Coaching Arena: A Joshua Tree commune/cult, a yoga studio in Highland Park, a “coven” in Bushwick.
Potential Book Titles: I Feel So Much Inside You.
Similar Gurus: Martha Beck, Deepak Chopra, that woman who owns your local crystal shop, a millennial Instagram account full of inspirational quotes written on pink backgrounds, a soft quilt.
You can’t give good life advice unless you have lived (or employed a very good therapist for a lot of your life). And Miley, well: She’s ridden giant penises, bathed in milk and glitter, and groped Robin Thicke within an inch of her life — the girl can help you get through your latest Tinder crisis.
As a coach, Miley has harnessed that wild-child energy into an intense, pump you up, “Let’s make a change!” energy.
You’ll notice during the blind auditions, Miley is usually the first person to hit her big, red select button (once with her tongue). She’s impulsive; she’s spontaneous; she’ll shock you into changing your life. As a life coach, Miley will inspire you to break out of your shell and make a huge change without overthinking it. “Get the bangs, quit your job, have the threesome,” she’d twang-yell at you. “Own it! And dress with flair!”
Guiding Philosophy: Miley is guided by the purest essence of DGAF. She’s empowered by hair flips and attitude and Dolly Parton and bong references.
Signature Motivational Catchphrase: “No matter what I am, I am myself,” or “Spread them wings a little bigger.”
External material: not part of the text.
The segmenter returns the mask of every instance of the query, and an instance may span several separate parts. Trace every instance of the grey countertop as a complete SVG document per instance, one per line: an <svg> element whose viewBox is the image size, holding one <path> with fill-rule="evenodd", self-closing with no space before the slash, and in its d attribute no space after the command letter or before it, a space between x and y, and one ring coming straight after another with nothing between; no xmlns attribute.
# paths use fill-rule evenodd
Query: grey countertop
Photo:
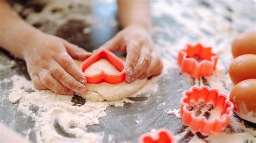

Inspiring Keywords: Confident, breakout, unleash, personality, Joan Jett, bong.
Upside: She won’t make you meditate.
Downfalls: She might make you ingest fistfuls of uppers and scream, “WHOO!” a lot.
Coaching Arena: A megachurch in the South, a revival tent, or an arena tour with a laser light show and a house rock band.
Potential Book Titles: I’m Just Being Miley and You Can Miley, Too or Fuck You If You Don’t Miley.
Similar Gurus: Tony Robbins, the woman slaying “Jolene” at karaoke, the popping champagne bottle, dollar-sign eyes, party confetti horn, dancing girl, and eggplant emoji.
It’s a tough choice. Both Alicia and Miley are well-dressed; both present fairly aspirational lifestyles. But who would be the better coach: the human version of Xanax, or a human Nike Swoosh?
Pass those uppers and lets sob-sing some Dolly: After much deliberation, I choose the Tao of Miley.